Evaluation: a reflection in the moment #pcthe

It is the season of evaluations in universities and other institutions of the post-compulsory and lifelong learning sector.Our evaluation strategy has necessarily been informed in the literature of evaluation (Hounsell 2009) and Brookfield’s (1995) “spectacles”:

  • (auto) biography
  • learners
  • colleagues
  • the literature, theory

Dyke (2006) observes we need to do more of this. Evaluation informed by interdisciplinary social science in the critical theoretical tradition. Evaluation has to address:

  • Directions
  • Schedules
  • Impacts

Directions

  • Opportunistic

By all means have a plan, but every moment is an opportunity for reflection. Reflect in practice on the things that can be managed or which are placed in our way to be dealt with: teaching space, time, curriculum. It is best to do so mindfully.

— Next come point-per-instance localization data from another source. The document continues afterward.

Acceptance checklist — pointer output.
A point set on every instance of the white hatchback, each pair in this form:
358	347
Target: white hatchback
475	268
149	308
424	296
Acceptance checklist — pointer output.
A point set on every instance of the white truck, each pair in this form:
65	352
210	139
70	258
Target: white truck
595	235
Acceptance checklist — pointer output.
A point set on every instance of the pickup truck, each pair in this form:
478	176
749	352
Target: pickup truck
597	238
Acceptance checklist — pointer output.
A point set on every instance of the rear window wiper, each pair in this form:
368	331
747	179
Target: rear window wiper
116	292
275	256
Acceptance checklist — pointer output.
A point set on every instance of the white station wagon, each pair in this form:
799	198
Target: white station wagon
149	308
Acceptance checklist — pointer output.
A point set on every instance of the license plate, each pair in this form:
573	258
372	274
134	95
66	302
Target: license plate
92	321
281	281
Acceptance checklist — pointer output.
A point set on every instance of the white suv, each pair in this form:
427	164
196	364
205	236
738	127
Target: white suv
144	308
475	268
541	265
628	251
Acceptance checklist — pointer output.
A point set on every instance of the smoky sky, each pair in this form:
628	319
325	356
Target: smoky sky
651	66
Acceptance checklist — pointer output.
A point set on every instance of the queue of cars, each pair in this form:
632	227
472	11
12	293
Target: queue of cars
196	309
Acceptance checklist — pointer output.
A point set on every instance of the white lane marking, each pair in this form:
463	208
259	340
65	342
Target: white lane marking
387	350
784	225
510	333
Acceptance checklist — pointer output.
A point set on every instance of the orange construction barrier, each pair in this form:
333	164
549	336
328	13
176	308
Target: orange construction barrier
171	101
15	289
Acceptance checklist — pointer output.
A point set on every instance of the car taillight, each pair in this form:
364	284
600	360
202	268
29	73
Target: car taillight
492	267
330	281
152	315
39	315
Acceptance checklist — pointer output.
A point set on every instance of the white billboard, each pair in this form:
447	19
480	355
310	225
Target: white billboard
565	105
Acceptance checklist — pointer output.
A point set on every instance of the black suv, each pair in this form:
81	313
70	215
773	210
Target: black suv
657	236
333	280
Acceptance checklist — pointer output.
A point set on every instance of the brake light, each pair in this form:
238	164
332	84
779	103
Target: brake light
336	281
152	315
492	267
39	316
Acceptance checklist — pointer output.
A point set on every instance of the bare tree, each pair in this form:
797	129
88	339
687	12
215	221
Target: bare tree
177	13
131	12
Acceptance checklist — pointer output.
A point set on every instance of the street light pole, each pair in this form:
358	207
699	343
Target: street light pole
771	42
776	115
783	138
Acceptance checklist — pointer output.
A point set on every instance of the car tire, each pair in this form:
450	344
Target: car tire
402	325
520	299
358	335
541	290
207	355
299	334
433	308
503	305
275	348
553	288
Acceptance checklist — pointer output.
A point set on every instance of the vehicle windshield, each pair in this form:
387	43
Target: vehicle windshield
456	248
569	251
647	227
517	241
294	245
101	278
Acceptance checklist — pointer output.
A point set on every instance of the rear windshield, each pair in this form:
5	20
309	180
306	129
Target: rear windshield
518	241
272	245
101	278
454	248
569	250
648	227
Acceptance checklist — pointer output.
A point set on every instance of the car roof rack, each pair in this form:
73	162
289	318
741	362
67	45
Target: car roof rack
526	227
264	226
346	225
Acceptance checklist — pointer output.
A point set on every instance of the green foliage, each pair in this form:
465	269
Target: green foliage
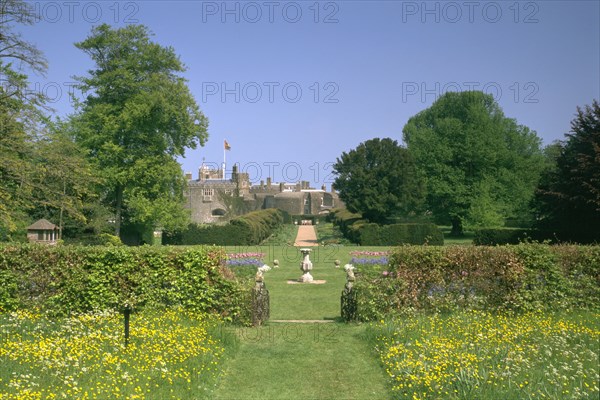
361	232
568	199
523	277
379	180
248	229
21	118
65	279
496	236
106	239
396	234
139	117
480	166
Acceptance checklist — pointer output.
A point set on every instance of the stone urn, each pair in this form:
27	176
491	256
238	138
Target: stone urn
305	266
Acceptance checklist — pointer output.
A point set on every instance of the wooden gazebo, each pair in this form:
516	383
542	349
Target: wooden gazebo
42	231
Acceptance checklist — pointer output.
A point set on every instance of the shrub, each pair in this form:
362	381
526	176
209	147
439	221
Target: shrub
360	231
66	279
496	236
248	229
523	277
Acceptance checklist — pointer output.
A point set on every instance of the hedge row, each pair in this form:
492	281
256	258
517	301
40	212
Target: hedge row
248	229
66	279
500	236
364	233
522	277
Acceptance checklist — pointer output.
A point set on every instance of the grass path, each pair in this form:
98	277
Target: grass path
303	360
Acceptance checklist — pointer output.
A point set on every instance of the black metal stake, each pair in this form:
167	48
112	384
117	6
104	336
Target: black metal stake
126	314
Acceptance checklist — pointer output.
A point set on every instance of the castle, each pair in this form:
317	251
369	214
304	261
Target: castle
213	199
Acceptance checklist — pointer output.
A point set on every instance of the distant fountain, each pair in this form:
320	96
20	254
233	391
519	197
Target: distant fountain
306	266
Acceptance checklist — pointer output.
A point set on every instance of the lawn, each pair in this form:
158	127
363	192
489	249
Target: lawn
174	354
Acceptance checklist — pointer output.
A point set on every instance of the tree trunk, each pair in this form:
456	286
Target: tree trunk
457	229
62	210
118	211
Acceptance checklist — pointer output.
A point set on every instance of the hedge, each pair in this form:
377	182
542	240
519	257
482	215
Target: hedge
395	234
360	231
499	236
248	229
520	278
67	279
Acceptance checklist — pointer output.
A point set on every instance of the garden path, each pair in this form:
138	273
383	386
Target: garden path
305	351
307	236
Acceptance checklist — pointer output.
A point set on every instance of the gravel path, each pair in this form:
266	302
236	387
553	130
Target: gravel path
307	236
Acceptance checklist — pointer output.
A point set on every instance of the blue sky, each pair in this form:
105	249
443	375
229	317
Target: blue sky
292	84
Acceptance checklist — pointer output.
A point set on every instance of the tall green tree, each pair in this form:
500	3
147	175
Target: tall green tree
480	166
379	180
65	180
138	116
21	113
568	198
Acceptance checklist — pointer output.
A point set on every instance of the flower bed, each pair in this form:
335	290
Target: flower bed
170	355
482	355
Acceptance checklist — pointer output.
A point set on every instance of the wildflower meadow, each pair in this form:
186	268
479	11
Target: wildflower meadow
481	355
170	355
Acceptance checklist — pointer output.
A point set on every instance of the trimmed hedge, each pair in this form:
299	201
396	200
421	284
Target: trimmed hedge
248	229
501	236
522	277
67	279
360	231
395	234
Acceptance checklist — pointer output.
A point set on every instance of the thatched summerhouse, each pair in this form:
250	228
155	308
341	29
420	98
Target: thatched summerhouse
42	231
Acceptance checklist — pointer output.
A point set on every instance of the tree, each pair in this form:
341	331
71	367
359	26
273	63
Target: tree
138	117
568	198
66	183
480	166
379	180
20	116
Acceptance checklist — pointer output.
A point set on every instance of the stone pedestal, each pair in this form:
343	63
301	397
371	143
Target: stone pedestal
306	266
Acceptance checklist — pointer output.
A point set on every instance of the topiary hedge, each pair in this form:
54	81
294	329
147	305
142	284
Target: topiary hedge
66	279
395	234
248	229
522	277
360	231
499	236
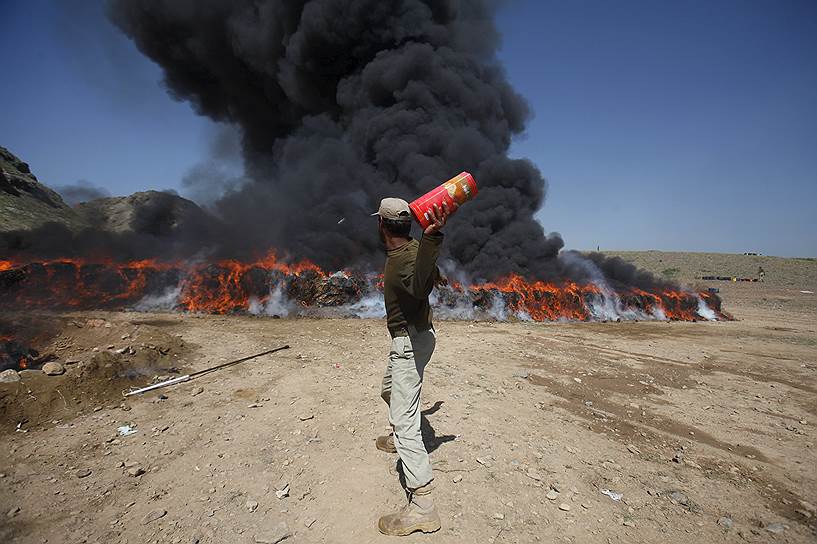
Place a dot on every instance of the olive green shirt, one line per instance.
(408, 279)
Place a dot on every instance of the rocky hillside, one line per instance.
(148, 212)
(25, 203)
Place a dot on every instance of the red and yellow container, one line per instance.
(457, 190)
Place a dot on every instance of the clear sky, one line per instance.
(677, 125)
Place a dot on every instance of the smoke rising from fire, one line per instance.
(341, 103)
(337, 104)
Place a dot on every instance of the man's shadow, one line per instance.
(430, 438)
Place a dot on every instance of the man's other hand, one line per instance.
(439, 217)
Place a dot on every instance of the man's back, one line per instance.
(407, 281)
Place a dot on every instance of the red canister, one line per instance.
(459, 189)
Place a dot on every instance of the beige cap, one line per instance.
(395, 209)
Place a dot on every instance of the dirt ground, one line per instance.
(707, 430)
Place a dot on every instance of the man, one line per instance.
(410, 274)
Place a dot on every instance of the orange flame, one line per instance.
(228, 286)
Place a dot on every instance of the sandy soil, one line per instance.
(511, 411)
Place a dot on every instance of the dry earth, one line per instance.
(512, 410)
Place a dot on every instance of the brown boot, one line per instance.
(418, 515)
(386, 443)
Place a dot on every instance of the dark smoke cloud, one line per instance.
(81, 191)
(341, 103)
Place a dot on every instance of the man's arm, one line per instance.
(425, 266)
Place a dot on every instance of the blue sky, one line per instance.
(679, 125)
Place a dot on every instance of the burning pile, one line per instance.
(14, 355)
(269, 286)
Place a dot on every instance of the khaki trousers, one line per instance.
(402, 384)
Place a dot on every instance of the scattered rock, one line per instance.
(283, 492)
(277, 534)
(776, 527)
(53, 369)
(679, 498)
(725, 522)
(153, 515)
(9, 376)
(678, 457)
(483, 462)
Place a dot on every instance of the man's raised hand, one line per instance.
(439, 217)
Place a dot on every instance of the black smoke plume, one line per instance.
(341, 103)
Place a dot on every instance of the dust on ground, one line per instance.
(705, 429)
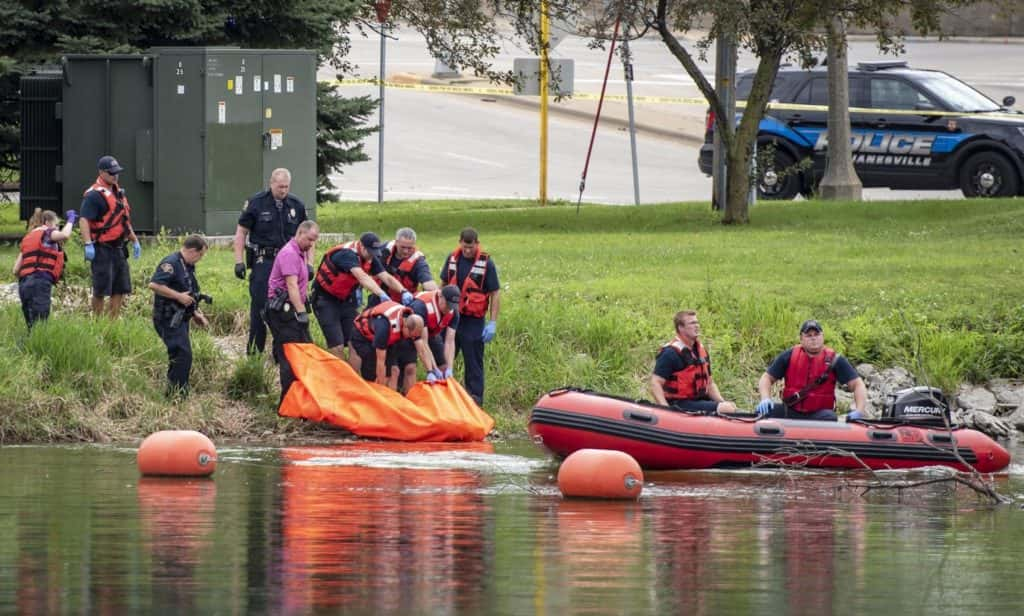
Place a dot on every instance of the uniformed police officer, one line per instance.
(174, 306)
(269, 219)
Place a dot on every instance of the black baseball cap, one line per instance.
(451, 293)
(372, 243)
(811, 324)
(110, 165)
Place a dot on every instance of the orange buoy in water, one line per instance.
(600, 474)
(183, 452)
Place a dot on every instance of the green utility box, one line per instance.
(199, 130)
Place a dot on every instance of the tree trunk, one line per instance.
(841, 181)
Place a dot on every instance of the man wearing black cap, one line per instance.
(343, 269)
(105, 227)
(269, 219)
(438, 309)
(811, 370)
(474, 272)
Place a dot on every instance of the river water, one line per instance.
(385, 528)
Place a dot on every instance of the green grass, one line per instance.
(587, 299)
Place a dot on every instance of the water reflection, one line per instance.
(383, 538)
(177, 518)
(385, 528)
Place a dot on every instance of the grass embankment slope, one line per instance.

Every programme event or intervention is an opportunity for evaluation.

  • Purposive

Evaluation is, itself, directed towards aims, These may or may not be aligned with the aims of whatever the subject of the evaluation is. Evaluators have perspectives. They should reflect on these and be committed to openness and transparency about them. Openness, itself needs to be bounded, but the boundaries want to be quite permeable (1000 mile question). Boundaries may be necessary for creative turbulence layers. Bringing together diverse peoples to learn from one-another. How does the enterprise address equality and diversity issues? Progress, development and hierarchy may be necessary to create movement. Communities may embrace, among others: discipline, profession, locale, domestic, global. Professional practitioners in graduate occupations and/or disciplines must be current with tools and practices, methods and methodologies, grounded in knowledge, history, language, epistemology.

  • Objective oriented

Structure is provided by course intended learning outcomes or objectives. The lectures, workshops, activities and assessment strive for alignment as well as dynamic instability and points of harmony.

Schedules

  • semi-systematic and structured

Alongside an opportunistic outlook, having tools to hand helps. Start with course aims and outcomes. Use a questionnaire several times over; even if not perfect, comparisons are where the discoveries are made.

  • continuous

Ongoing, no end: hasta la lucha continua. But, there may be many review points, annual planning cycles: major and minor, etc

  • epicyclic

Course cycles, professional cycles, conference cycles, university bureaucratic cycles all run to different periods. Activity is mixed and multi-modal. Evaluation needs to be multi-purposed and reusable.

Impacts

  • emergent

Because of all the above, impacts are going to be emergent as well as planned. An evaluator would expect to see new structures emerge and to see mechanisms in place to encourage this: enquiry-based learning, action learning, learner-led curricula, user-centred design.

  • progressive

Shares in the myth of modernism and the enlightenment, that there is progress and that this is modelled and trained through a ranked education system with levels of attainment, informed by human development psychology. Facilitates learner progression as defined in the plan.

  • developmental

Do differently and better, not necessarily more (Daly 2008). Fail. Fail again, better (Beckett cited in Žižek 2009).

References
Brookfield, Stephen D. 1995. Becoming a Critically Reflective Teacher. San Francisco: Jossey-Bass Publlishers.
Dyke, Martin. 2006. “The role of the ‘Other’ in reflection, knowledge formation and action in a late modernity.” International Journal of Lifelong Education 25 (2): 105-123.
Hounsell, Dai. 2009. Evaluating courses and teaching. In A Handbook for Teaching and Learning in Higher Education: Enhancing Academic Practice, ed. Heather Fry, Steve Kettridge, and Stephanie Marshall, 198-211. 3rd ed. Routledge.
Daly, Herman. 2008. Towards a steady-state economy. In The oil drum, April 24. http://www.theoildrum.com/node/3941.
Žižek, Slavoj. 2009. In defense of lost causes. 2nd ed. London and New York: Verso.